Friday, September 19, 2008

Prosecutors Announce That All Charges Against Journalists in St. Paul Will Be Dropped

In follow up to a story that was reported and discussed here at the Beacon, it has just been announced that all charges against journalists arrested in St. Paul during the RNC will be dropped.

The decision was announced by local authorities in St. Paul following widespread public outrage at the detention and the filing of charges against journalists arrested while covering the events outside the RNC. Mayor Chris Coleman of St. Paul released the following statement:

“This decision reflects the values we have in Saint Paul to protect and promote our First Amendment rights to freedom of the press. A journalist plays a special role in our democracy and that role is just too important to ignore. At the scene, the police did their duty in protecting public safety. In this decision, we are serving the public’s interest to maintain the integrity of our democracy, system of justice and freedom of the press.”

While this is certainly recognized as encouraging news by advocates of independent media and freedom of the press, there are many questions that still remain. Nancy Doyle Brown of Twin Cities Media Alliance states:

"This is an important first step, but many questions remain. We still need answers about why and how journalists got swept up in these arrests in the first place. And more than anything else, we need to ensure that this never happens again. We’ll never know how many important stories never got told because their authors were behind bars, not in the streets."

After the arrest of Amy Goodman and two of her producers from the independent media program Democracy Now!, thousands of people from across the country signed letters and statements calling for their release. The media reform organization FreePress delivered over 60,000 of these letters and statements to St. Paul City Hall demanding that they drop all charges against journalists. Josh Silver of FreePress reacted this news today:

"We’re pleased that the St. Paul authorities ultimately acted to uphold the rights of all journalists -- including those citizens using blogs, cheap cameras and cell phones to report news as it happens. Our task now is to ensure that our press remains free to report on the events, issues and stories that matter to our country, our communities, and our democracy."
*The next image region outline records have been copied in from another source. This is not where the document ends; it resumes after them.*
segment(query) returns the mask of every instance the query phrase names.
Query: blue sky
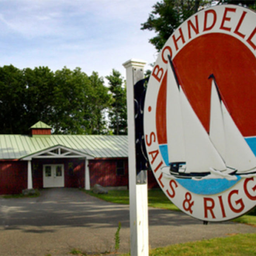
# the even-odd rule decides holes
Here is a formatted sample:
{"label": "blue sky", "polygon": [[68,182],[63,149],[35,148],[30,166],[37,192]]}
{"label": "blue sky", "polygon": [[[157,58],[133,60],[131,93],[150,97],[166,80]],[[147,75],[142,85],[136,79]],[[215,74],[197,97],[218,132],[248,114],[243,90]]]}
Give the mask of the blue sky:
{"label": "blue sky", "polygon": [[124,76],[128,59],[156,60],[154,33],[140,28],[156,2],[0,0],[0,66],[80,67],[103,77],[114,68]]}

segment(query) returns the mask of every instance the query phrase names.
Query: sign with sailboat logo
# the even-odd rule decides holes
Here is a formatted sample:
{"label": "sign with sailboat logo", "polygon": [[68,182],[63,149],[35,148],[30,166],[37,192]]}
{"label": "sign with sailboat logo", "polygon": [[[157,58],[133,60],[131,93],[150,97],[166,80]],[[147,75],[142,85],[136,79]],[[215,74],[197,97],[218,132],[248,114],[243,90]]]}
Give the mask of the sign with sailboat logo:
{"label": "sign with sailboat logo", "polygon": [[147,85],[151,169],[176,205],[222,221],[256,205],[256,13],[223,5],[185,21]]}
Part of ensuring the future freedom of the press and of reporters to report on dissent is to critically examine why these actions were taken and how they can be prevented in the future. The statement from the Mayor's office implies that this is how the system should work; police should detain and arrest indiscriminately and then the courts will end up sorting it all out. Instead of assuming that this is an overall success there needs to be an examination into how these incidents happened, how they can be prevented in the future, and the impact this model of law enforcement has on a free society. The fact that so many people rose up and demanded that these charges be dropped is a victory for the people in standing up for basic rights. While this should certainly be viewed as a victory, it should be viewed through a bittersweet lens. Arresting journalists interrupts the important work that they are doing on the ground during the event being covered and this is valuable time that has been squandard can not be given back. Examination also needs to be done over the strategy of preemptively raiding journalists houses and rented space as was done in the case of I-Witness Video. This practice led police to copy documents and photograph items within the property, detain the individuals inside, and interrupt the journalistic work that was done. The following questions need to be asked in this case:

1. What did police do with the information collected from these locations?
2. Is any of this information being stored in a database that can be used against activists that have not broken any law, in future high publicity events?

There is no telling the amount of information compiled about journalists who have not been charged or convicted with a crime during the DNC and RNC. This is relevant and needs to be addressed.